/plz

Helpers for running native Python functions as qsub jobs on the CLSP grid

Primary LanguagePythonApache License 2.0Apache-2.0

plz

Helpers for running native Python functions as qsub jobs on the CLSP grid.

plz uses Dask and Dask-Jobqueue to distribute Python functions as SGE-managed jobs. No need to wrap python scripts into bash scripts anymore!

Installation

pip install git+https://github.com/pzelasko/plz

Examples

CPU jobs:

def task(x):
    return x ** 2

import plz
plz.map(task, range(1000), jobs=10)

GPU jobs:

def task(x):
    import torch
    return torch.tensor([x] * 100, device='cuda').sum()

import plz
plz.map(task, range(1000), jobs=1, gpus=1)

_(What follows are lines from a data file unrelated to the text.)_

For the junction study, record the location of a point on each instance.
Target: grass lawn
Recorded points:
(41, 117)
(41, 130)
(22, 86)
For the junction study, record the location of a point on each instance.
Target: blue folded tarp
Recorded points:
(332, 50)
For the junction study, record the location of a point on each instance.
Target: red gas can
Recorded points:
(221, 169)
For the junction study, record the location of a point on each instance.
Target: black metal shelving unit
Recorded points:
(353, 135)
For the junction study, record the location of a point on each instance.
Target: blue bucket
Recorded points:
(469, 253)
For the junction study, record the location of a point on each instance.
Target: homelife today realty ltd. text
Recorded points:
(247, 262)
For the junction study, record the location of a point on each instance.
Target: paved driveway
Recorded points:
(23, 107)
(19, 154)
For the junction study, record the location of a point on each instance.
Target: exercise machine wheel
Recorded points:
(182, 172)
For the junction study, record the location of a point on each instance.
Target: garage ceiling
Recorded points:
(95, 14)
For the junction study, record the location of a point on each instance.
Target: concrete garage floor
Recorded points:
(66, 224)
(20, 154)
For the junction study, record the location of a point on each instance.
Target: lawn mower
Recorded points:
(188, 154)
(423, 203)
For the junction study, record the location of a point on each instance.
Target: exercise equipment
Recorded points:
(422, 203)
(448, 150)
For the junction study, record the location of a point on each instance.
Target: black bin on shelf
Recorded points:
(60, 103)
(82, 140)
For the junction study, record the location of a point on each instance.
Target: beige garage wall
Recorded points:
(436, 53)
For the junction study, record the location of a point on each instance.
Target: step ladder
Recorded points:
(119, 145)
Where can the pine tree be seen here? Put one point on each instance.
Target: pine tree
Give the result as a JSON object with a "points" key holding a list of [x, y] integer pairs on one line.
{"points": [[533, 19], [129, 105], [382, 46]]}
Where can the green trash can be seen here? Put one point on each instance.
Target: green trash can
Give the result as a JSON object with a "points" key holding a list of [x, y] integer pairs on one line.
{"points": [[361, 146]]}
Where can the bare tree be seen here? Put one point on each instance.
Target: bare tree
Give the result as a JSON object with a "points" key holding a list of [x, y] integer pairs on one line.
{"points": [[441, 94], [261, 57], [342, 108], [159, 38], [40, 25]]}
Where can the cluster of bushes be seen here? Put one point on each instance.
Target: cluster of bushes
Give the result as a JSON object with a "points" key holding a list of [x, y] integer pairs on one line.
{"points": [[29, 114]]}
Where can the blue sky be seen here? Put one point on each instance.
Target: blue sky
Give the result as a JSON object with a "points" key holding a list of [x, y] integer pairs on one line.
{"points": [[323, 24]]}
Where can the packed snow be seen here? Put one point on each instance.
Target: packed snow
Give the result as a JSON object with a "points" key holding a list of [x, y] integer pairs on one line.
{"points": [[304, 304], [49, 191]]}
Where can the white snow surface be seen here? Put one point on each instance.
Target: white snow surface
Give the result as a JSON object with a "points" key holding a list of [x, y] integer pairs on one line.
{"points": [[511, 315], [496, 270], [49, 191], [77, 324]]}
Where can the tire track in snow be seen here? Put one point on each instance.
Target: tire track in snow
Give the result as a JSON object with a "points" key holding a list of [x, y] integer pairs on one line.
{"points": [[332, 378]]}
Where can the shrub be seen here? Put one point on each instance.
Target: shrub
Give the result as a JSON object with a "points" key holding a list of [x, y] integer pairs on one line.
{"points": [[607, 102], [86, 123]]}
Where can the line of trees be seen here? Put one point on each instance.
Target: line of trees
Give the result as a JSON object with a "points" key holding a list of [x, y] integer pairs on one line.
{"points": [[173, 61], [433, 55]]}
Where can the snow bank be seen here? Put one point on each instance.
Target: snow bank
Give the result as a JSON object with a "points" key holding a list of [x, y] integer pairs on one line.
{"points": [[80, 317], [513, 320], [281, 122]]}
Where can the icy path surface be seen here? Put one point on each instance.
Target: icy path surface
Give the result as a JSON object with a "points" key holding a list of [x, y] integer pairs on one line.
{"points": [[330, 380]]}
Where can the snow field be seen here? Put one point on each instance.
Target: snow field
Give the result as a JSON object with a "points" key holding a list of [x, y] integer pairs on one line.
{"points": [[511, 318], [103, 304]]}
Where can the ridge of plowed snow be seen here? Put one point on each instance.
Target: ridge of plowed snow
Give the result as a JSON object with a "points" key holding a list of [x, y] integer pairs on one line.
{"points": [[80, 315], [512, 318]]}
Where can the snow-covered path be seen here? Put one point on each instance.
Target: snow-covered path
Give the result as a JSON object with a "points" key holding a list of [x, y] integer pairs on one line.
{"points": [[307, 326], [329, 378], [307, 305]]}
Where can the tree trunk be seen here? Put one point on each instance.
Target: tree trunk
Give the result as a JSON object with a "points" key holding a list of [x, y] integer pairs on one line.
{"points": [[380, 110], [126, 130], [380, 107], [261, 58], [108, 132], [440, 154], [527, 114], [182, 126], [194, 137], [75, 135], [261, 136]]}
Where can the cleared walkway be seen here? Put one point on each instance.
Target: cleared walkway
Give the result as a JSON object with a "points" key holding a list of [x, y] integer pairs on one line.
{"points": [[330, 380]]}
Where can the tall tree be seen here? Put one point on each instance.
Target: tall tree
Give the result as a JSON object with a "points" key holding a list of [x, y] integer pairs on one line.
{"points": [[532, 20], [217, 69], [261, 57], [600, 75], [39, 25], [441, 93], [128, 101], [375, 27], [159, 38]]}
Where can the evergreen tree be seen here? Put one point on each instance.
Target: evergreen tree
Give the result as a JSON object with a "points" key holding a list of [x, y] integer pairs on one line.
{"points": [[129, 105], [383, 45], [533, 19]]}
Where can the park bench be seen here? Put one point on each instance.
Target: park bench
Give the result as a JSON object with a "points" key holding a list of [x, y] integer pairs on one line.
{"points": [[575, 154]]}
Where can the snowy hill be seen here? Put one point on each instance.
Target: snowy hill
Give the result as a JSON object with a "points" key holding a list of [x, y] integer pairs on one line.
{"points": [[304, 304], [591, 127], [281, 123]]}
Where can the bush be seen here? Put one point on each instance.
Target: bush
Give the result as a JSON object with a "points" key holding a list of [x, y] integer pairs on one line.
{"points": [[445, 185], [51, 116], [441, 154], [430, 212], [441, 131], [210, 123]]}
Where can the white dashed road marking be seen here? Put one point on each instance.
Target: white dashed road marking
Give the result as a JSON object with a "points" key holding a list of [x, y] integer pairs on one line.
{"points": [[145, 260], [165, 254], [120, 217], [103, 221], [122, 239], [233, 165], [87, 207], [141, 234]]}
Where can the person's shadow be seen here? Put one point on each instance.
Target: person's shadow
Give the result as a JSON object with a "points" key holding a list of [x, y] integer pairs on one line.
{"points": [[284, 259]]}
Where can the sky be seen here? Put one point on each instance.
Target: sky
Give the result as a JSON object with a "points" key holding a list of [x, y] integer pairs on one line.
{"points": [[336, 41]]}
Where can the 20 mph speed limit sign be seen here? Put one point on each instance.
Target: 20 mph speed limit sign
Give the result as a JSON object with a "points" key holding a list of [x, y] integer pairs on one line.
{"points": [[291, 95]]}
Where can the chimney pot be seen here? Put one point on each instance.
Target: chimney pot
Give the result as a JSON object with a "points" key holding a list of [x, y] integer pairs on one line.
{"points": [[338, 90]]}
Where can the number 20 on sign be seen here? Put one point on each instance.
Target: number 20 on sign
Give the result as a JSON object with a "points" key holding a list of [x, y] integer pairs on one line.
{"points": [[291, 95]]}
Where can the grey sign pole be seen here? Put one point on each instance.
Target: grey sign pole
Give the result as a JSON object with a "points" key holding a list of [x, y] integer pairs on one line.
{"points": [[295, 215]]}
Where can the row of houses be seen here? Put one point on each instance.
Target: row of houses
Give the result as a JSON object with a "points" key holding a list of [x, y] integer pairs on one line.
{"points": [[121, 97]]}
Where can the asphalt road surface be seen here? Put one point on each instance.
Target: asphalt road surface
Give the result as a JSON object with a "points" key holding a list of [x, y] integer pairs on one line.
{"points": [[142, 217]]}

Iterate over multiple sequences:

def task(x, y):
    return (x + y) ** 2
    
import plz
plz.map(task, range(1000), range(1000, 2000), jobs=10)

Using logs:

def task(x):
    import logging
    logging.info(f'Running job with input {x}')
    return x ** 2

import plz
plz.map(task, range(1000), jobs=10, log_dir='/path/to/logs')

Single task:

def task(x):
    return x ** 2

import plz
plz.run(task, 1)

Running on CLSP or COE grid

By default, the map and run methods are configured to run on the CLSP grid. To run on the COE grid, additionally pass the argument grid='coe' to these methods.

Technical details

Under the hood, for each run or map call, it creates your own "mini-cluster" of Python worker "services" where the jobs are being distributed. This cluster has its own scheduling, load balancing etc. It automatically shuts down as soon as all the inputs are processed.